Camarón – La leyenda del tiempo

La leyenda del tiempo

CamarónLa leyenda del tiempo Philips 63 28 255 (1979)


Camarón de la Isla is credited with being one of the key figures in revitalizing and spreading flamenco music in the latter part of the 20th Century.  His voice is more or less perfectly suited to his music: raspy, agile, defiant, emotionally-laden.  La leyenda del tiempo (translation: “The Legend of Time”) is considered one of the key documents of so-called “nuevo flamenco.”  Traditional flamenco is a folk music that uses guitar (acoustic), vocals, and simple percussion from handclaps and snapping fingers, and is a dance music.  It originated in the Andalucía region of southern Spain.  The “nuevo” version incorporated many other sounds and instruments: electric guitar, bass, drum kits.  In other words, it modernized the music by incorporating aspects of other musical styles, most notably rock.  The most modernized tracks here are easy to spot, with synthesizer, electric bass, drums and such — even sitar on the closing “Nana del caballo grande.”  And yet, they blend effortlessly with the traditional style of flamenco.  The guitar playing (mostly by Tomatito) is just as fiery and detailed, the vocals just as impassioned.  It simply has nothing to fear about embracing the modernity all around it.  Recorded just a few years after the death of Generalissimo Franco, during the period of a return to a monarchy and some democratizing reforms in Spain, the timing of this music bridging the old and new is no coincidence — the lyrics of fully half the songs are drawn from Federico García Lorca, a member of the “Generation of ’27” who experimented to new poetic forms and was also a martyr of the anti-Franco Spanish socialists whose works had been banned in Spain for a time (until 1953).  And yet, the album was a flop upon release, and it actually was reported to have angered longtime, traditionalist fans.  As James Kirkup put it in an obituary:

“Flamenco purists deplored his adventurous crossover fusion of flamenco and rock, but they were reluctantly compelled to admit that he was a musical genius who revived the interest of the younger generation in a musical tradition that had been discredited as a symbol of the late dictatorship’s rabid nationalism.”
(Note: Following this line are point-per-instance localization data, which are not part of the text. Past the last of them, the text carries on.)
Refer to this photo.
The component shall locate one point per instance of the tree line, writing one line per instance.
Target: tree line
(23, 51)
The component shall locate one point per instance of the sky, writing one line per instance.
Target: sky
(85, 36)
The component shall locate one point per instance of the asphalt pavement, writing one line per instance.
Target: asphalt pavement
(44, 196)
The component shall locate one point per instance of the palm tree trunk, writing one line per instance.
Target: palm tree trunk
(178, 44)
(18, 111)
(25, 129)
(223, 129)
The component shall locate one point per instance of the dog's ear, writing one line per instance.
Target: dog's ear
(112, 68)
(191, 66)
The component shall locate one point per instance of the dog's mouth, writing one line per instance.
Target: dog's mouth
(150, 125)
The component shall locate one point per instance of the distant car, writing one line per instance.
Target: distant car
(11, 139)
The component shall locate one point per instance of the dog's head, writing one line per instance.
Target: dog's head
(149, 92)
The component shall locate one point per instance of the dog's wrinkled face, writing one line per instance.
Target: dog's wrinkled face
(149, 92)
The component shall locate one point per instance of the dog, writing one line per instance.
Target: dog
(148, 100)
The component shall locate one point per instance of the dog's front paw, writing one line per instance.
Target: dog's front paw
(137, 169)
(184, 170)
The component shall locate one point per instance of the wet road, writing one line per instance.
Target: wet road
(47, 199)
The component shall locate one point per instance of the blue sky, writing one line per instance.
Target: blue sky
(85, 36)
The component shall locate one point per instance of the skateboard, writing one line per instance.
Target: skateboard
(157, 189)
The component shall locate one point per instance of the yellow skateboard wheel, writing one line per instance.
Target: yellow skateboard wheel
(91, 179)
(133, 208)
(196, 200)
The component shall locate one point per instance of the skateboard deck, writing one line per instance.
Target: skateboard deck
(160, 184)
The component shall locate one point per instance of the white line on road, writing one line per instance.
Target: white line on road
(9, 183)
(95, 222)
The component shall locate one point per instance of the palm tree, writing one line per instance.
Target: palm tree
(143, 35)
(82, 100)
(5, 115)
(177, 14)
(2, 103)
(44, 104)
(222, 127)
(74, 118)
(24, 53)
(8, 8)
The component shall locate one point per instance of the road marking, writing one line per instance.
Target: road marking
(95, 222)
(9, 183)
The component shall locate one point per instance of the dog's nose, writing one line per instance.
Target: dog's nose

In spite of controversies he stirred, and the initial lack of success of this album, Camarón remained one of the most famous Spanish performers of his era, and this album has since come to be highly regarded.  A comparison to this approach to music on a conceptual level might be Lucio Battisti‘s Anima latina, which has nothing to do with flamenco, but nonetheless, like nuevo flamenco, takes a kind of insular, provincial European music and incorporates international influences (although El Camarón sticks closer to tradition and virtuoso acoustic performance, and features a proud and resilient attitude in place of Battisti’s highly structural existential pondering).